The countries and territories singled out by the task force, which is linked to the 29-nation Organization for Economic Cooperation and Development, or OECD, are: the Bahamas, Cayman Islands, Cook Islands, Dominica, Israel, Lebanon, Liechtenstein, Marshall Islands, Nauru, Niue, Panama, the Philippines, Russia, St. Kitts and Nevis, and St. Vincent and the Grenadines.

In findings released here at a news conference Thursday, the 15 areas came in for varying degrees of criticism. The government of the Cook Islands, a South Pacific archipelago and dependent territory of New Zealand, possesses “no relevant information” on the estimated 1,200 international companies registered there, the task force said in its report.

In contrast, though Israel lacks specific laws against money laundering, its parliament is expected to pass legislation by the end of July, the task force found. But even then, the panel said, there will be inadequate provision for cooperation with the financial intelligence units of other governments.
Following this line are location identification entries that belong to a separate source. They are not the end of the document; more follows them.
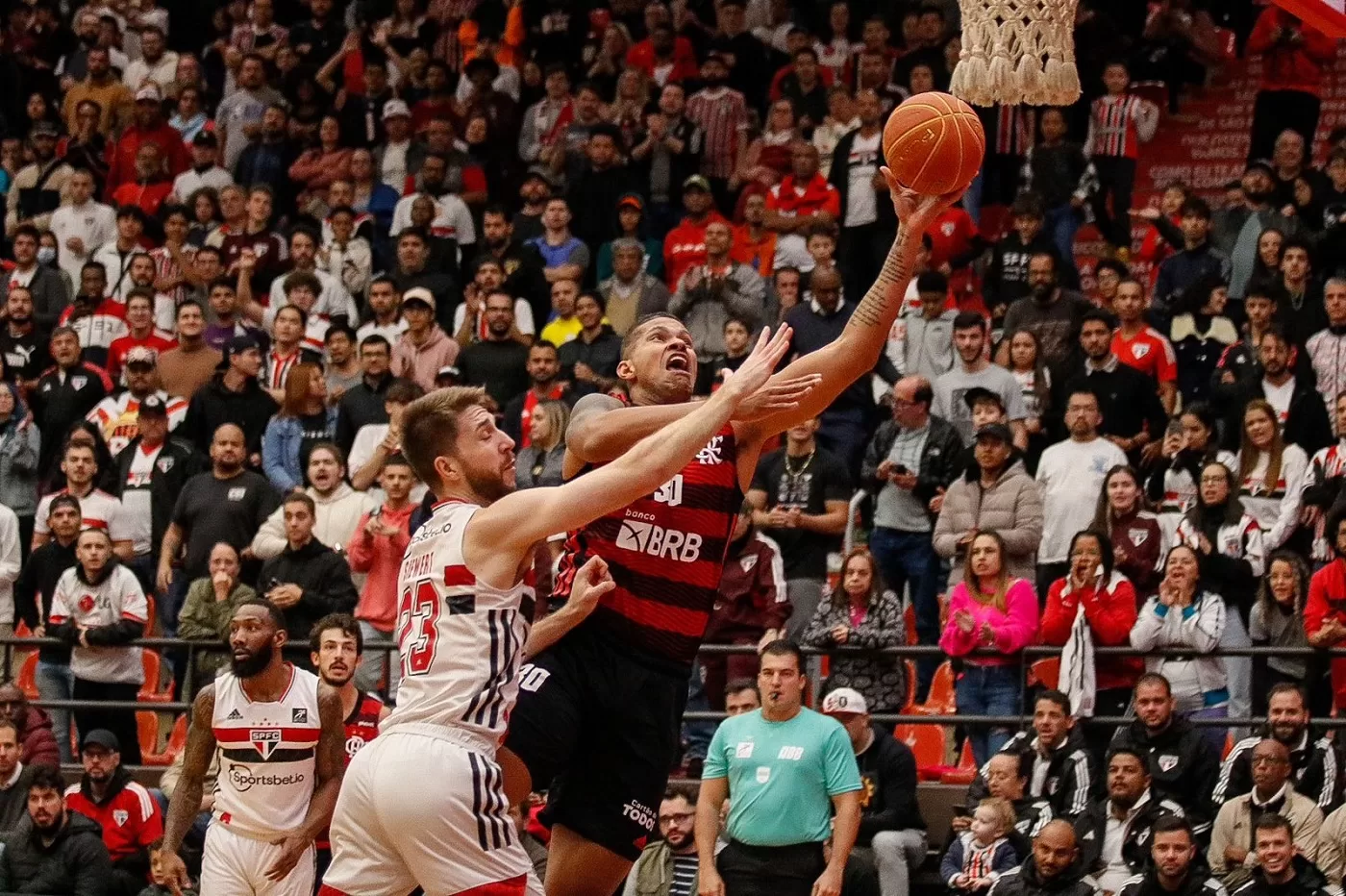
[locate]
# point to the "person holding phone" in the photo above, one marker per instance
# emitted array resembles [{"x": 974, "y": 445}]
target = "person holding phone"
[{"x": 909, "y": 464}]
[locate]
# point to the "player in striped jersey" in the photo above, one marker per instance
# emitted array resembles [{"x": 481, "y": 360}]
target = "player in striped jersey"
[
  {"x": 466, "y": 593},
  {"x": 280, "y": 740},
  {"x": 599, "y": 723}
]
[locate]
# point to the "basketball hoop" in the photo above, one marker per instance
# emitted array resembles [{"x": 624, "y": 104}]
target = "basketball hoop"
[{"x": 1016, "y": 51}]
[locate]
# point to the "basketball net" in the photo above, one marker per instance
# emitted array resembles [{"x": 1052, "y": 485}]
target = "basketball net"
[{"x": 1016, "y": 51}]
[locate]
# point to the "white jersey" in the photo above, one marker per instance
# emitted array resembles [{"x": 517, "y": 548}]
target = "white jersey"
[
  {"x": 266, "y": 755},
  {"x": 461, "y": 640}
]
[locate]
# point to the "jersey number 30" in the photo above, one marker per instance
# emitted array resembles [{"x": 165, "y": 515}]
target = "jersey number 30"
[{"x": 417, "y": 630}]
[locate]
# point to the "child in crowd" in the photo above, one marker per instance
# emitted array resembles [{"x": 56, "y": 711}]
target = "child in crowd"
[{"x": 980, "y": 855}]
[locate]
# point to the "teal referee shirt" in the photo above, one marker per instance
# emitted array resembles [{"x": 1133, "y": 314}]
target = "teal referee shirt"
[{"x": 783, "y": 775}]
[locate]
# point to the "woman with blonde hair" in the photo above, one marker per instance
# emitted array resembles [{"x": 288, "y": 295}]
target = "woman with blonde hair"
[
  {"x": 1271, "y": 474},
  {"x": 540, "y": 463},
  {"x": 863, "y": 613},
  {"x": 989, "y": 610},
  {"x": 305, "y": 420}
]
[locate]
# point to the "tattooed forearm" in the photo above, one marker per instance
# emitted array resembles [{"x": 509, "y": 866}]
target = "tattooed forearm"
[{"x": 884, "y": 300}]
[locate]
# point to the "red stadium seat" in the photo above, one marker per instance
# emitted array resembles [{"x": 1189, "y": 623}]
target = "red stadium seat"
[{"x": 928, "y": 744}]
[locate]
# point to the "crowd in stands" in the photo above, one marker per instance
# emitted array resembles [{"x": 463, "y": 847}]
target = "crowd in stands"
[{"x": 239, "y": 238}]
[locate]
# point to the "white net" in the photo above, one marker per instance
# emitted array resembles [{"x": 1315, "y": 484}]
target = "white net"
[{"x": 1016, "y": 51}]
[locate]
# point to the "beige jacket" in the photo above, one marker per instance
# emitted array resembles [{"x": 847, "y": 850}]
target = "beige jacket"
[{"x": 1234, "y": 828}]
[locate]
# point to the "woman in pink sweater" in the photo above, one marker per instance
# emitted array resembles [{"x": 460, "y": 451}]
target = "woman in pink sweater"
[{"x": 992, "y": 612}]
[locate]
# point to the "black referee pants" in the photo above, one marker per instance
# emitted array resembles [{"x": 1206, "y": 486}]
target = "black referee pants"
[{"x": 770, "y": 871}]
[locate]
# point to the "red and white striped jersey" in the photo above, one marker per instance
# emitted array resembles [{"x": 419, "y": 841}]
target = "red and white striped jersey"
[
  {"x": 461, "y": 639},
  {"x": 268, "y": 755},
  {"x": 1113, "y": 125}
]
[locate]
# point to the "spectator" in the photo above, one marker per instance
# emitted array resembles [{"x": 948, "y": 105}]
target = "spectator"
[
  {"x": 1052, "y": 868},
  {"x": 1197, "y": 261},
  {"x": 1187, "y": 444},
  {"x": 104, "y": 669},
  {"x": 978, "y": 858},
  {"x": 376, "y": 549},
  {"x": 233, "y": 396},
  {"x": 34, "y": 591},
  {"x": 669, "y": 865},
  {"x": 130, "y": 817},
  {"x": 1234, "y": 558},
  {"x": 1056, "y": 761},
  {"x": 228, "y": 504},
  {"x": 338, "y": 506},
  {"x": 186, "y": 369},
  {"x": 1108, "y": 602},
  {"x": 892, "y": 833},
  {"x": 973, "y": 370},
  {"x": 776, "y": 834},
  {"x": 1069, "y": 475},
  {"x": 801, "y": 494},
  {"x": 863, "y": 613},
  {"x": 54, "y": 849},
  {"x": 305, "y": 418},
  {"x": 1184, "y": 764},
  {"x": 1271, "y": 475},
  {"x": 307, "y": 580},
  {"x": 909, "y": 465},
  {"x": 1054, "y": 315},
  {"x": 500, "y": 361},
  {"x": 1271, "y": 792},
  {"x": 995, "y": 495},
  {"x": 1000, "y": 616},
  {"x": 542, "y": 460},
  {"x": 209, "y": 606},
  {"x": 424, "y": 347},
  {"x": 1114, "y": 852}
]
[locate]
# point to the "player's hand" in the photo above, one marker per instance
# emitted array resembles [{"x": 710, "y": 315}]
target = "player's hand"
[
  {"x": 915, "y": 212},
  {"x": 174, "y": 872},
  {"x": 830, "y": 883},
  {"x": 291, "y": 851},
  {"x": 710, "y": 883},
  {"x": 591, "y": 582}
]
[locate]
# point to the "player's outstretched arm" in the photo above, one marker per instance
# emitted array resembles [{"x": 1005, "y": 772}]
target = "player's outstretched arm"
[
  {"x": 515, "y": 521},
  {"x": 857, "y": 350},
  {"x": 329, "y": 768},
  {"x": 186, "y": 799}
]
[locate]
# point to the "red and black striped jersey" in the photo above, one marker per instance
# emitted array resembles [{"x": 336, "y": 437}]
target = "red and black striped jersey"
[{"x": 666, "y": 555}]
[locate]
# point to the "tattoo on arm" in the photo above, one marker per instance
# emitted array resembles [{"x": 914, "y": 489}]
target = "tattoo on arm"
[{"x": 890, "y": 286}]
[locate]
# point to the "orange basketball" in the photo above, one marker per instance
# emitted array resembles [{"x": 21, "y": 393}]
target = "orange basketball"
[{"x": 935, "y": 143}]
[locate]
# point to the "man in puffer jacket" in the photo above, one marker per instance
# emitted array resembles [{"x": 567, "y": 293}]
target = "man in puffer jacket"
[
  {"x": 1053, "y": 869},
  {"x": 54, "y": 851},
  {"x": 995, "y": 494}
]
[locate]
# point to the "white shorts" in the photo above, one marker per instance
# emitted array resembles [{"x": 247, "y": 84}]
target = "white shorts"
[
  {"x": 417, "y": 809},
  {"x": 236, "y": 865}
]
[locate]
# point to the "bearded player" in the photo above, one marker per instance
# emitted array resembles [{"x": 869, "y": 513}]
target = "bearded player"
[
  {"x": 424, "y": 804},
  {"x": 602, "y": 700},
  {"x": 280, "y": 741}
]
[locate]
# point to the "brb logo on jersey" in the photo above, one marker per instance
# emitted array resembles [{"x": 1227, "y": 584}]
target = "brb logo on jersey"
[
  {"x": 264, "y": 740},
  {"x": 657, "y": 541}
]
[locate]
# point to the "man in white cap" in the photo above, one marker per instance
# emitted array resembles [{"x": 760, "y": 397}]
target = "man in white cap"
[
  {"x": 400, "y": 155},
  {"x": 891, "y": 829}
]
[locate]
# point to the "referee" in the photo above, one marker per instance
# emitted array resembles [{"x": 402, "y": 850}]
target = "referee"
[{"x": 784, "y": 770}]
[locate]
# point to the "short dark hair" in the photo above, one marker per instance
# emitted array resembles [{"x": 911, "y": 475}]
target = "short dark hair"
[
  {"x": 342, "y": 622},
  {"x": 785, "y": 647},
  {"x": 969, "y": 320},
  {"x": 1057, "y": 697}
]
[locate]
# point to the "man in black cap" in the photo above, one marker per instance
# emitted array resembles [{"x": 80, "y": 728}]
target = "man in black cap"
[
  {"x": 37, "y": 188},
  {"x": 205, "y": 168},
  {"x": 232, "y": 396},
  {"x": 151, "y": 471},
  {"x": 130, "y": 817}
]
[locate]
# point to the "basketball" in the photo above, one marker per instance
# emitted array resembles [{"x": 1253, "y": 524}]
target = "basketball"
[{"x": 935, "y": 143}]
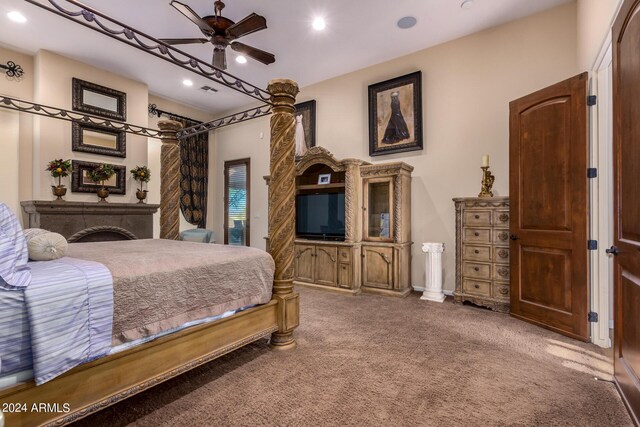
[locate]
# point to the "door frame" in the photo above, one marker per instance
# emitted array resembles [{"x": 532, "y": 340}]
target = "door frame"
[{"x": 601, "y": 194}]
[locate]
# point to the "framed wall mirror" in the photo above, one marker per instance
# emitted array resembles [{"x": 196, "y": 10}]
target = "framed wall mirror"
[
  {"x": 99, "y": 100},
  {"x": 80, "y": 182},
  {"x": 96, "y": 139}
]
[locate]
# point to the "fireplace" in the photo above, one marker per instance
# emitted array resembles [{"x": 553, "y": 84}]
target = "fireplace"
[{"x": 92, "y": 222}]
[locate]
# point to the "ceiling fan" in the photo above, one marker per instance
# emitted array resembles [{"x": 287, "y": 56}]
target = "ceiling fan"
[{"x": 222, "y": 32}]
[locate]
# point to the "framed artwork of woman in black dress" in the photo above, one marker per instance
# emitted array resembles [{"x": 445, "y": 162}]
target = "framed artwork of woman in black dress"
[{"x": 395, "y": 115}]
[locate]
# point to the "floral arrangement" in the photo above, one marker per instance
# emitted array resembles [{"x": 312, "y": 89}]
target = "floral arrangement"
[
  {"x": 59, "y": 168},
  {"x": 141, "y": 174},
  {"x": 101, "y": 173}
]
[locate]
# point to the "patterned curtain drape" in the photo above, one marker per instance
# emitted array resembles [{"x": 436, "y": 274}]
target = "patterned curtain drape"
[{"x": 194, "y": 170}]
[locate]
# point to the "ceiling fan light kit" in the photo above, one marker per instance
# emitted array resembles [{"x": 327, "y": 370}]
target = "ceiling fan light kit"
[{"x": 222, "y": 32}]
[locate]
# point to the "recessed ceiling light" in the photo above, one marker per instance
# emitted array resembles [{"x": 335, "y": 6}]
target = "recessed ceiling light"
[
  {"x": 319, "y": 24},
  {"x": 466, "y": 4},
  {"x": 407, "y": 22},
  {"x": 16, "y": 16}
]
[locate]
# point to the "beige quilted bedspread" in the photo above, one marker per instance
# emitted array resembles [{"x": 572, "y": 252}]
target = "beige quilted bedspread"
[{"x": 161, "y": 284}]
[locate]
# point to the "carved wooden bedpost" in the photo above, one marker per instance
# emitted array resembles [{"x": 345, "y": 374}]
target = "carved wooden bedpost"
[
  {"x": 282, "y": 209},
  {"x": 169, "y": 180}
]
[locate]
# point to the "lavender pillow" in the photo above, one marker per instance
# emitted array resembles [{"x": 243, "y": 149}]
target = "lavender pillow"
[{"x": 14, "y": 272}]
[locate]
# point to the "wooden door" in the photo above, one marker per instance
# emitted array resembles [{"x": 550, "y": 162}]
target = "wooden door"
[
  {"x": 548, "y": 193},
  {"x": 377, "y": 267},
  {"x": 626, "y": 169},
  {"x": 304, "y": 262},
  {"x": 327, "y": 265}
]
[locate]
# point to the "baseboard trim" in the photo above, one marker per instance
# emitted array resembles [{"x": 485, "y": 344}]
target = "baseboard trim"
[{"x": 421, "y": 289}]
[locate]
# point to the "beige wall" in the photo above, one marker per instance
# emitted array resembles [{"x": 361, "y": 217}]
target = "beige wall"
[
  {"x": 16, "y": 133},
  {"x": 595, "y": 18},
  {"x": 467, "y": 85},
  {"x": 28, "y": 142},
  {"x": 52, "y": 137},
  {"x": 154, "y": 157}
]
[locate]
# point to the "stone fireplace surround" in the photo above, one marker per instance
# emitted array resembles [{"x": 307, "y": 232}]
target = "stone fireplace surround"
[{"x": 91, "y": 222}]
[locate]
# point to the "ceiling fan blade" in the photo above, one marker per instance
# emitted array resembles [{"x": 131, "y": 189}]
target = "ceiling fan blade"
[
  {"x": 219, "y": 59},
  {"x": 248, "y": 25},
  {"x": 184, "y": 41},
  {"x": 255, "y": 53},
  {"x": 193, "y": 17}
]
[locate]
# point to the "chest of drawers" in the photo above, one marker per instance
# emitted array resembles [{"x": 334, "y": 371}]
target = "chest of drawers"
[{"x": 482, "y": 252}]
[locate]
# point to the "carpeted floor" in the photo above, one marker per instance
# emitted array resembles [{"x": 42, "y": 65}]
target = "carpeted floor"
[{"x": 381, "y": 361}]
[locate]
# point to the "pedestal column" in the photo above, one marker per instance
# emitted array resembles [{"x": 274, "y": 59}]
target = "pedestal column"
[
  {"x": 282, "y": 208},
  {"x": 433, "y": 268},
  {"x": 169, "y": 180}
]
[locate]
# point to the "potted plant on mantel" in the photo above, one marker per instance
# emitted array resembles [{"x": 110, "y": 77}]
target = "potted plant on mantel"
[
  {"x": 100, "y": 174},
  {"x": 141, "y": 174},
  {"x": 59, "y": 169}
]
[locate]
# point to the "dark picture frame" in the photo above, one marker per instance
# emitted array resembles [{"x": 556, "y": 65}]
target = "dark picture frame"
[
  {"x": 98, "y": 100},
  {"x": 395, "y": 115},
  {"x": 81, "y": 141},
  {"x": 308, "y": 111},
  {"x": 81, "y": 184}
]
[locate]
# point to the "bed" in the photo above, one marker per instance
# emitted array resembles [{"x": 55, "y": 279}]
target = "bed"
[{"x": 106, "y": 380}]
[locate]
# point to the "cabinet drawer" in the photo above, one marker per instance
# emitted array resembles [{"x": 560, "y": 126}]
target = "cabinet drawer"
[
  {"x": 477, "y": 218},
  {"x": 501, "y": 219},
  {"x": 476, "y": 287},
  {"x": 501, "y": 255},
  {"x": 501, "y": 291},
  {"x": 476, "y": 269},
  {"x": 345, "y": 255},
  {"x": 476, "y": 253},
  {"x": 500, "y": 272},
  {"x": 501, "y": 237},
  {"x": 481, "y": 235}
]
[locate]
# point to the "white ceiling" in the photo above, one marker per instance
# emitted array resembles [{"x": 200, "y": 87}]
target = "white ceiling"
[{"x": 359, "y": 33}]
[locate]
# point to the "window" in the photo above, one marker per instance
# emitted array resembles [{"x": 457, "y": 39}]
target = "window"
[{"x": 237, "y": 189}]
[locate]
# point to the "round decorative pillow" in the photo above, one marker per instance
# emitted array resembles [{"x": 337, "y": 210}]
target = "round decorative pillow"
[
  {"x": 30, "y": 233},
  {"x": 47, "y": 246}
]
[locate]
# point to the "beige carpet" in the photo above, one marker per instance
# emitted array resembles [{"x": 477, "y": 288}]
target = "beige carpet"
[{"x": 372, "y": 360}]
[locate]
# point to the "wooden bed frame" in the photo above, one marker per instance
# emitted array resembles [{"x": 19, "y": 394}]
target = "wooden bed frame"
[{"x": 103, "y": 382}]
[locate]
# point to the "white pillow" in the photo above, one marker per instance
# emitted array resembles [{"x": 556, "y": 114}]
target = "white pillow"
[
  {"x": 14, "y": 272},
  {"x": 47, "y": 246},
  {"x": 30, "y": 233}
]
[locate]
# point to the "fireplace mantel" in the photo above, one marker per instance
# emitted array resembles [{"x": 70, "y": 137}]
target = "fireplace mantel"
[{"x": 86, "y": 221}]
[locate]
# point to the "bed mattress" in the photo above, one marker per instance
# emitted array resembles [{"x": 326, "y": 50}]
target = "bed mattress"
[
  {"x": 161, "y": 284},
  {"x": 159, "y": 287}
]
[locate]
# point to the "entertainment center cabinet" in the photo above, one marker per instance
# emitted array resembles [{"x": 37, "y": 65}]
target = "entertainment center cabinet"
[{"x": 353, "y": 225}]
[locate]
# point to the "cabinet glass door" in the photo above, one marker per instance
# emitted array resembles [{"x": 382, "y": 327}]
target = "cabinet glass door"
[{"x": 379, "y": 215}]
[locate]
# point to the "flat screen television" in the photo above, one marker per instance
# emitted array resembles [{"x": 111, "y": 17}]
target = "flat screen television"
[{"x": 320, "y": 216}]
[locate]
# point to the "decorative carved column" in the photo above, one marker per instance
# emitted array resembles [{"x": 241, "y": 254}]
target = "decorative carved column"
[
  {"x": 169, "y": 180},
  {"x": 282, "y": 208},
  {"x": 433, "y": 285}
]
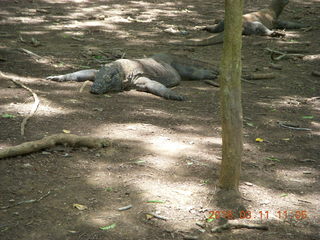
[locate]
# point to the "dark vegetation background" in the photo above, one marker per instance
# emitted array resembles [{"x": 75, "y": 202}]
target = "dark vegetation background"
[{"x": 163, "y": 150}]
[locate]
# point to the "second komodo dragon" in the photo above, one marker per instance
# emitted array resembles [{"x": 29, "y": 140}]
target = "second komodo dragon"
[
  {"x": 155, "y": 75},
  {"x": 255, "y": 23}
]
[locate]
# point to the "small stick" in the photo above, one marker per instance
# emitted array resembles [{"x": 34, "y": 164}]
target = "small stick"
[
  {"x": 27, "y": 201},
  {"x": 158, "y": 216},
  {"x": 315, "y": 73},
  {"x": 212, "y": 83},
  {"x": 51, "y": 141},
  {"x": 260, "y": 76},
  {"x": 84, "y": 85},
  {"x": 30, "y": 53},
  {"x": 293, "y": 127},
  {"x": 34, "y": 106},
  {"x": 228, "y": 226},
  {"x": 125, "y": 208},
  {"x": 282, "y": 54}
]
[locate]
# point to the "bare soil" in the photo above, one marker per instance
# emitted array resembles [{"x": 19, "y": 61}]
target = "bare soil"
[{"x": 165, "y": 155}]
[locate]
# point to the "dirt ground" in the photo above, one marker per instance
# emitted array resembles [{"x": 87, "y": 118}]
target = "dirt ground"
[{"x": 165, "y": 155}]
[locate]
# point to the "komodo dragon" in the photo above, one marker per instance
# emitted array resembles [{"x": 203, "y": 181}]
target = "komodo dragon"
[
  {"x": 255, "y": 23},
  {"x": 155, "y": 75}
]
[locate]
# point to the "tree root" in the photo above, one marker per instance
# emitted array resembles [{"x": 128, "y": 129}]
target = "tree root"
[
  {"x": 229, "y": 226},
  {"x": 51, "y": 141},
  {"x": 35, "y": 105}
]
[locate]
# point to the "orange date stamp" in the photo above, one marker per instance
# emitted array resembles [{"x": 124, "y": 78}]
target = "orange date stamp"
[{"x": 262, "y": 215}]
The list is one of the mechanisms being developed by international institutions to foster standards for the increasingly interlocked and fast-moving global economy. Next week, the Paris-based OECD--which functions as a super think tank for most of the world’s wealthiest countries--is scheduled to publish another roster of countries that it has determined act as “fiscal paradises” for people seeking to avoid paying income taxes.

“Tax havens hurt honest taxpayers,” Amy L. Bondurant, U.S. ambassador to the OECD, said Thursday. “They allow others to hide their revenues. They distort capital flows.”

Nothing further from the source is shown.